Scale invariant distribution functions in quantum systems with few degrees of freedom

TL;DR

This paper introduces a novel form of scale invariance in the distribution functions of quantum observables, which can emerge suddenly after a quantum quench in systems like quantum oscillators, revealing new insights into quantum dynamics.

Contribution

It demonstrates a new type of scale invariance in distribution functions of quantum systems, especially after a quantum quench, with potential applications in matter-wave interferometry.

Findings

Distribution functions diverge logarithmically near classical stable points

Scale invariance can emerge suddenly after a quantum quench

Analysis applies to both linear and nonlinear quantum oscillators

Abstract

Scale invariance usually occurs in extended systems where correlation functions decay algebraically in space and/or time.

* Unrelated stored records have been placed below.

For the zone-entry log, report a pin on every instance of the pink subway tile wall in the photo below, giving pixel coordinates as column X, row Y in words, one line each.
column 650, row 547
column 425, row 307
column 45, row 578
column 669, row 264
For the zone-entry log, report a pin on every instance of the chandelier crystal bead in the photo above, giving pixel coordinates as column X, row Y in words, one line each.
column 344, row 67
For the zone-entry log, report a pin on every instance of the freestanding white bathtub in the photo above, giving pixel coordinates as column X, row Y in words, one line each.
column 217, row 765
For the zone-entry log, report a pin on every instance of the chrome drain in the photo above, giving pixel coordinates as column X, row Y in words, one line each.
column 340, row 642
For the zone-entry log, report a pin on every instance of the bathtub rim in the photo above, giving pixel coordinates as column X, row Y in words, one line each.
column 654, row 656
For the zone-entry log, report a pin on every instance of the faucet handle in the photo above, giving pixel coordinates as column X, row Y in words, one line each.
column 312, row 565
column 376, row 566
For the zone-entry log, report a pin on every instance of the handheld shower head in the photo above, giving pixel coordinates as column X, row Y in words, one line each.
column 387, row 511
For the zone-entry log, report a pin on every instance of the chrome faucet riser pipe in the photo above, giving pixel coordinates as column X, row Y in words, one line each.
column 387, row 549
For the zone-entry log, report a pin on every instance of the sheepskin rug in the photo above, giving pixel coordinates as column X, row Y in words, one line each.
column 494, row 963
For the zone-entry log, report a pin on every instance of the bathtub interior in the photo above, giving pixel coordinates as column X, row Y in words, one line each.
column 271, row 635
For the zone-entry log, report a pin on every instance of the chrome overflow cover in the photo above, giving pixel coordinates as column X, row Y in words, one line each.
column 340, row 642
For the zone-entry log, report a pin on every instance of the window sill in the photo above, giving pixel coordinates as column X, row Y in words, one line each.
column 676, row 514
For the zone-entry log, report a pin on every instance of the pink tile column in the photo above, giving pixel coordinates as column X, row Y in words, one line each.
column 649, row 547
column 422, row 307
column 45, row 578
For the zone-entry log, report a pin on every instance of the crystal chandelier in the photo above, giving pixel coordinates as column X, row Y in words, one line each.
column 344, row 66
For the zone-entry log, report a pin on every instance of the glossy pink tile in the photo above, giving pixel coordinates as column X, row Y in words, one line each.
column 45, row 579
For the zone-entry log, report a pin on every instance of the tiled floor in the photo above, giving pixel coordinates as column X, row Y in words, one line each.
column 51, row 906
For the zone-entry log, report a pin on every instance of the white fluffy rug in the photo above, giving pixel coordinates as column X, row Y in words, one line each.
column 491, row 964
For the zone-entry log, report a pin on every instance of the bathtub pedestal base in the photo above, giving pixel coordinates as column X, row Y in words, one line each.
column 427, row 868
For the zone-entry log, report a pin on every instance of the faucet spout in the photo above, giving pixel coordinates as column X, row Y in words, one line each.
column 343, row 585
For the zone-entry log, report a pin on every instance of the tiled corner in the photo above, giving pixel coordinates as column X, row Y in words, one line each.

Here we introduce a new type of scale invariance, occurring in the distribution functions of physical observables. At equilibrium these functions decay over a typical scale set by the temperature, but they can become scale invariant in a sudden quantum quench. We exemplify this effect through the analysis of linear and non-linear quantum oscillators. We find that their distribution functions generically diverge logarithmically close to the stable points of the classical dynamics. Our study opens the possibility to address integrability and its breaking in distribution functions, with immediate applications to matter-wave interferometers.